The results of this case series study indicate that the recruitment rate was acceptable (50%). Our best referral sources were cancer support groups and participants within our trial, who believed that they had benefits from participating in the study. Cancer support groups are often led by cancer survivors, and their meetings occur in a non-threatening atmosphere, function as a discussion forum for cancer patients and survivors, and provide much needed solace and guidance through the experiences of fellow members. Our recruitment was difficult because of our limited budget for advertisement. Furthermore, our recruitment team consisted of student workers, who were trained to screen and properly conduct the informed consent process to ensure trust between the investigating team and the participant. It remains unknown whether some participants did not sign up because of the lack of experience of the screening and recruiting personnel. Both financial and human resources are very crucial for successful recruitment.

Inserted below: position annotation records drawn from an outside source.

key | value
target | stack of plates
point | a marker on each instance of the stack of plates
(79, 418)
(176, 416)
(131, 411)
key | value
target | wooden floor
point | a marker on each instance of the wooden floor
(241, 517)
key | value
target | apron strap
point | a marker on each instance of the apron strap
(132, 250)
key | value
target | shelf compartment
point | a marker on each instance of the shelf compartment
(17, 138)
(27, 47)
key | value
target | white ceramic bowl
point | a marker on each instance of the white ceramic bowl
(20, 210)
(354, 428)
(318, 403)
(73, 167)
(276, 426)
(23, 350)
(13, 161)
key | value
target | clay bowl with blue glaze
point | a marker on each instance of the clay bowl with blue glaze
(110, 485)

Referral from oncologists was hindered by long distances between the patients’ homes and the study center. The oncologists were informed of the concurrent treatments of their patients. The cancer patients were reassured by the consent from their oncologists/physicians. All eligible patients with consent from their oncologists and physicians were willing to participate in our study. Thus, we plan to strengthen our communication with local oncologists to increase their recognition of our program and eventually aid the recruitment in future studies.

Positive changes with respect to both cancer pain and QoL were observed. A reduction in pain and an improvement in general health were noted at the end of week 8, which continued to improve (end of week 12) even after the treatment was discontinued.

Although these results are consistent with previous studies [3032], no firm conclusions could be drawn from our findings because of the limitations inherent in a case series design including a small sample size and lack of a control group. Furthermore, we were unable to obtain complete follow-up data of all participants and interpret the data toward any specific type of cancer pain or QoL issues. It is also recommended to set a minimum score for the QoL scale as an eligibility criterion, to avoid a ceiling effect when assessing differences in QoL measures.

Conclusion

In this pilot study, the results of the EORTC QLQ-C3 and VAS showed that acupuncture might be beneficial for reducing pain and improving QoL in cancer patients.